十六日、斎宮は桂川で御祓えをなさいます。
通常の儀式と比べて、伊勢までお送りする勅使や随行する上達部などには、世間の評判も良い高貴な方々をお選びになりました。
桐壺院が特別に目を掛けていらっしゃることも考慮してのことでしょう。
野宮を出なさる時、光る大将殿からいつも通り尽きることのない未練を述べたお手紙が届きました。

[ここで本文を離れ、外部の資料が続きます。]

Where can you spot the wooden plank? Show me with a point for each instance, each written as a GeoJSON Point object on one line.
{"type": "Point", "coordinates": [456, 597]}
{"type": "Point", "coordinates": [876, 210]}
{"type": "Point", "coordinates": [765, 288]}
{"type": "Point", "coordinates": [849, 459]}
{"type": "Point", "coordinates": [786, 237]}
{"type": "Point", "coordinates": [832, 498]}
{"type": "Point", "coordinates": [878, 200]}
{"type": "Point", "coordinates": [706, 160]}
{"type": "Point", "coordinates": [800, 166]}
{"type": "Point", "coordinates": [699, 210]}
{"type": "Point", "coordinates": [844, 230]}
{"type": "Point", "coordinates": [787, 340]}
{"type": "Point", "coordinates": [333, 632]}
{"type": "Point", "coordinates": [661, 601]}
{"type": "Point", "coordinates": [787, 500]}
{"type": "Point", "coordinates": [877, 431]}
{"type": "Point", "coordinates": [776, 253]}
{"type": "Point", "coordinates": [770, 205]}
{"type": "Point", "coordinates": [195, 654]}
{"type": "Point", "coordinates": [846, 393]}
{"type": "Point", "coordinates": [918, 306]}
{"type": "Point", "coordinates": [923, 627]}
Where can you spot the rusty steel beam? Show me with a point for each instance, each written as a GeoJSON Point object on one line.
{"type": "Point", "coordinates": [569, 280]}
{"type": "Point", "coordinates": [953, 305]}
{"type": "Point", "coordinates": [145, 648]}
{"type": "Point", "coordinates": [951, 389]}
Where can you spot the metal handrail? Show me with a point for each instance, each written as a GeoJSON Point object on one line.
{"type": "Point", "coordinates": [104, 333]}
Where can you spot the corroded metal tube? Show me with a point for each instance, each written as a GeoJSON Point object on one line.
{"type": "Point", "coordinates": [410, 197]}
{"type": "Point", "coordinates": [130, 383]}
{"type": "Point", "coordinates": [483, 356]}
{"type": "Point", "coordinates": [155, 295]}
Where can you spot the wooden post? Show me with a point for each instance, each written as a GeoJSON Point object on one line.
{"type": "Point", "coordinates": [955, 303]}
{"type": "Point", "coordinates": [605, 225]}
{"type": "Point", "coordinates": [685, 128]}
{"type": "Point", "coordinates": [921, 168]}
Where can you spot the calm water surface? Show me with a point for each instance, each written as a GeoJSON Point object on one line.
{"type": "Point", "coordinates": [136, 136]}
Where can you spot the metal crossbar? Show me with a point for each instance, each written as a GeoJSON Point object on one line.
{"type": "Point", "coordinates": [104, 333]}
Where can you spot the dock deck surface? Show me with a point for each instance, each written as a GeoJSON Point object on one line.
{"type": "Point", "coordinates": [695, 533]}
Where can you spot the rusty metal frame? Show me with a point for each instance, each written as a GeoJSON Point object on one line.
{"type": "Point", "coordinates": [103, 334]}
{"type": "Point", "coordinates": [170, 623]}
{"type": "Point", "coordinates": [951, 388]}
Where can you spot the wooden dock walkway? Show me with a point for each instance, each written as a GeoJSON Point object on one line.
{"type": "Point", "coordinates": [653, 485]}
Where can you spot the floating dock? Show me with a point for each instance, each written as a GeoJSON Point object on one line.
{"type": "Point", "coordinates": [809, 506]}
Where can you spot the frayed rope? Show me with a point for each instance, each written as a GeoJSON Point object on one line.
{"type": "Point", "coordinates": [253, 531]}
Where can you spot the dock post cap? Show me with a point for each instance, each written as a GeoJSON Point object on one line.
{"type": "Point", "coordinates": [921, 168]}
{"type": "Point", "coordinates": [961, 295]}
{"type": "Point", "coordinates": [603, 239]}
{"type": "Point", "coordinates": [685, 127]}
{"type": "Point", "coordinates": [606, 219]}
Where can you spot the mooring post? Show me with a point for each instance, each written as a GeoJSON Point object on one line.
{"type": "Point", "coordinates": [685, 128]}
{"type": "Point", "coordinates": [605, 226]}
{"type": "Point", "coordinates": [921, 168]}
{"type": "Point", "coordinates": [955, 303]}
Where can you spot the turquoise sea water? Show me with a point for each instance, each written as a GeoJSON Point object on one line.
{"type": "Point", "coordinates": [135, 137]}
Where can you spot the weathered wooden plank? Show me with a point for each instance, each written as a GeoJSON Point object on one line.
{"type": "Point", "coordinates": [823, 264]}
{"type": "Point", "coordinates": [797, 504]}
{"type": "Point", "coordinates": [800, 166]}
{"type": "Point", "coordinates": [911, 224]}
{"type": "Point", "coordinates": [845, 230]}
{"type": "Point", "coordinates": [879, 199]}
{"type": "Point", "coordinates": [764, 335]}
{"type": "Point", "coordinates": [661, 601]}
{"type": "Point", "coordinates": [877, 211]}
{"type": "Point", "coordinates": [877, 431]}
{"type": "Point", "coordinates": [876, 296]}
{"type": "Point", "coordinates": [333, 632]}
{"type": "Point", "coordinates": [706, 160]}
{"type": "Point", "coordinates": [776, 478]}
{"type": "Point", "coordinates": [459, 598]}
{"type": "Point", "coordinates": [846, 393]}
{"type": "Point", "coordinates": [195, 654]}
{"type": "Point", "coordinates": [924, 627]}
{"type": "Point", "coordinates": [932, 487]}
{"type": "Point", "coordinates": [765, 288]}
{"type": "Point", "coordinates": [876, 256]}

「口にするのも畏れ多いあなた様に」といって木綿につけて、
「雷でさえも私たちの仲を裂けるものでしょうか。
八洲もる国つ御神も心あらばあかぬ別れの中をことわれ
〔日本を守護する国つ神にも、もし人と同じ心があるならば、心の他に別れなければならない私たちの仲について、どうしてなのか説明してください〕
考えれば考えるほど歯痒い思いがすることです」
とあります。
非常に慌ただしい折でしたが、お返事はしました。
斎宮のお返事は女別当に代作させなさいました。
「国つ神空にことわる中ならばなほざりごとをまづやたださむ」
〔国つ神が天からお裁きになるような仲であるならば、あなたのいい加減さをまずはお正しになるのではないでしょうか〕
光る大将殿は、お姿をご覧になりたくて内裏にも参上したいとお思いになるのですが、相手にされずにただ見送ることにでもなればみっともないような気がしたので、参内は思いとどまって自邸でぼんやりと物思いに耽っていらっしゃいました。
斎宮のお返事が大人びていたのが予想外で嬉しく、微笑みながら御覧になっています。
「御年齢の割には情趣を解する人でいらっしゃるようだな」と想像するとお心が動きなさるのでした。
このように、普通ではなくやっかいなお相手に対して、必ず心が反応する御性質で、「本当によく拝見することもできた幼いころを見ないままで終わってしまったのは惜しいことをしたな。しかし、世の中はどうなるか分からないものだから、お会いする日もきっと来るだろうよ」などとお思いになるのでした。
※雰囲気を重んじた現代語訳です。

いよいよ野宮を出ることになりました。
野宮は京都の嵯峨野にあり、今では野宮神社となっています。
今年のゴールデンウィークにお詣りしてきました。

小さな神社でしたが、物語に書かれていた黒木の鳥居が独特の存在感を放っていました。
ここが神社になったのは室町時代だそうです。